Kannst Du mal bitte ein Foto von den Boot Optionen Posten.
Kann sein das Secure Boot aktiv ist, dann kann man von externen Geräten nicht booten.


----------



## BigBoymann (18. März 2021)

Installiere Mal Chrome oder den neuen Edge und teste nochmal. Weiterer Test wäre eine Testdatei runterladen, 



			Test Files
		


Normalerweise sollten da Werte um 100MB/s rauskommen.


----------



## wuselsurfer (18. März 2021)

chill_eule schrieb:


> Und mit der neuen SSD und Grafikkarte fühlt es sich zumindest für mich wie ein zweiter Frühling an


Dein System ist aber längst über den Jordan.
Ich würde langsam mal über etwas neues nachdenken.
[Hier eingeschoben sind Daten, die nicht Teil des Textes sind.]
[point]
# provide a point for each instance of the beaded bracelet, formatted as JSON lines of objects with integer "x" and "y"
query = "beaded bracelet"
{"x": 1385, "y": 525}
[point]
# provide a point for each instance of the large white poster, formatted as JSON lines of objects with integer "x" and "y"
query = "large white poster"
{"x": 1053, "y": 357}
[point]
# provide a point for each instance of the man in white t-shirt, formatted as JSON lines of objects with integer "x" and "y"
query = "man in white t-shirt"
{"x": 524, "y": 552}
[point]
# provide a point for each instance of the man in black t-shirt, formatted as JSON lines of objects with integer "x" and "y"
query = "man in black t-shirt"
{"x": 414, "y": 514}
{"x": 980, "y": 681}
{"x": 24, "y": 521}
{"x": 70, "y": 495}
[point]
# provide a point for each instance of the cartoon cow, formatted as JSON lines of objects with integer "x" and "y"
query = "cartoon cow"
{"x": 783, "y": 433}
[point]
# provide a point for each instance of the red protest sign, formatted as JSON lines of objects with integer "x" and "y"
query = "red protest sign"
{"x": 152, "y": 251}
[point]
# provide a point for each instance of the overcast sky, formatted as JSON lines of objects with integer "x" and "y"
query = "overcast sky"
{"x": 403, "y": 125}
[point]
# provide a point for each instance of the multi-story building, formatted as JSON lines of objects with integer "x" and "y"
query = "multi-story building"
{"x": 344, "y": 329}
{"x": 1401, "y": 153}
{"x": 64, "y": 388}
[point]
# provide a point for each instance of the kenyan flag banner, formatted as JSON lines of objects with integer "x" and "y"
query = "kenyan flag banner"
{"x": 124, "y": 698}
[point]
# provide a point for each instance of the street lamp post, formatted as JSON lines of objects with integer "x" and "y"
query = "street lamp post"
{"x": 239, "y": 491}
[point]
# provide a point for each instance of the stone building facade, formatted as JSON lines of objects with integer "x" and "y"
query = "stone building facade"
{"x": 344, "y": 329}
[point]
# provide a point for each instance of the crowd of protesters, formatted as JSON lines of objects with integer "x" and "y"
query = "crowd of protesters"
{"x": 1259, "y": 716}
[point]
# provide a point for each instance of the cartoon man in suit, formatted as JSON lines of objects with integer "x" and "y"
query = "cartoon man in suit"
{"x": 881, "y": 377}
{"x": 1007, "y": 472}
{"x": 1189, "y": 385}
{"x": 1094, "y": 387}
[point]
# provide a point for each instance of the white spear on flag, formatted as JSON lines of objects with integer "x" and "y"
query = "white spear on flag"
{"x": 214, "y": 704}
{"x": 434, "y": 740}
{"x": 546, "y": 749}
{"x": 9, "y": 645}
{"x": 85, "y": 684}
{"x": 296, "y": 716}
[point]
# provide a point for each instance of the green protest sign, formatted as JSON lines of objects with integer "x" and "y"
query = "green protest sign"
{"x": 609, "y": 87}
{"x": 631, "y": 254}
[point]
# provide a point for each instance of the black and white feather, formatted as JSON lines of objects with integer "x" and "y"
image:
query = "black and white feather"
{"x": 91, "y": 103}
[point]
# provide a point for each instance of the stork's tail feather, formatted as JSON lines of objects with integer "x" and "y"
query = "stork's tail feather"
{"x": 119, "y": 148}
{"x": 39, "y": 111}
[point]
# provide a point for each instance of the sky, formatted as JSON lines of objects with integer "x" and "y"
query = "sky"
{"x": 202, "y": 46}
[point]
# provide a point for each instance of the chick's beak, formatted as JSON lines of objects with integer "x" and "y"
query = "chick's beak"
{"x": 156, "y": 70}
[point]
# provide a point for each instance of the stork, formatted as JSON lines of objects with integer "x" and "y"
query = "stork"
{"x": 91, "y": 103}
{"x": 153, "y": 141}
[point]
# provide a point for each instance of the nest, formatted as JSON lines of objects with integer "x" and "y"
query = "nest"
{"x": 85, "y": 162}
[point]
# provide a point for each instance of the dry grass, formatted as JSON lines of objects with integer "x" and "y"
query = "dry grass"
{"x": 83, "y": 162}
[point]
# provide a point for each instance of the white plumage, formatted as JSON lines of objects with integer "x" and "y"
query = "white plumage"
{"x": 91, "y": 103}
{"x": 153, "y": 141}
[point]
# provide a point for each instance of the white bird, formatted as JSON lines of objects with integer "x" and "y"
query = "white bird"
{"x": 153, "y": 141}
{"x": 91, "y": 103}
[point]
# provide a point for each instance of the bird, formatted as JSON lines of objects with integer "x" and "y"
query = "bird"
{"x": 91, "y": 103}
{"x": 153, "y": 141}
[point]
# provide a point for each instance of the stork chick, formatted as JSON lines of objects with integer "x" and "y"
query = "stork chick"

Das Handbuch von PB ist auch völlig unbrauchbar.

Aber was taucht denn alles unter "Harddisk Drives" im BIOS auf?


----------



## MCM2005 (18. März 2021)

wuselsurfer schrieb:


> Aber was taucht denn alles unter "Harddisk Drives" im BIOS auf?


Hast recht, da findet sich der USB Stick. Sorry!


BigBoymann schrieb:


> Normalerweise sollten da Werte um 100MB/s rauskommen.


Also wenn ich da die 1 Gb Datei runterladen sind es aktuell um die 4-6Mb. Wenn ich sonst so downloads habe sind das meist nie mehr als 30-50Mb...so weit ich mich erinnere...Also 100Mb hatte ich glaube ich annähernd noch nicht.


wuselsurfer schrieb:


> Ich würde langsam mal über etwas neues nachdenken.


Ja ich bin auch dabei mal nach einem MB und einer neuen CPU Ausschau zu halten.


----------



## robbe (18. März 2021)

Diese Testdownloads kann man meist eh vergessen. Da kommt selten viel bei rum, da diese nur über eine einzelne Verbindung gezogen werden und dafür ist meist das Netz des Providers einfach zu mies. Speedtests und Downloads von Spieleclients finden meist über mehrere Verbindungen statt.


----------



## MCM2005 (18. März 2021)

Hab auch zusätzlich die Desktop App von der Bundesnetzagentur, die ist allerdings immer am schlechtesten von der Geschwindigkeit


----------



## wuselsurfer (18. März 2021)

MCM2005 schrieb:


> Hast recht, da findet sich der USB Stick. Sorry!


Und?
Fertig mit der Installation?

Könnten wir mal bitte die Nebendiskussionen ausblenden?


----------



## BigBoymann (19. März 2021)

Hmm, jetzt ist auf nichts mehr Verlass, hab gerade gegengeprüft, es kommen nur 20MB/s an bei Hetzner. Also zum Vergessen der Testdownload.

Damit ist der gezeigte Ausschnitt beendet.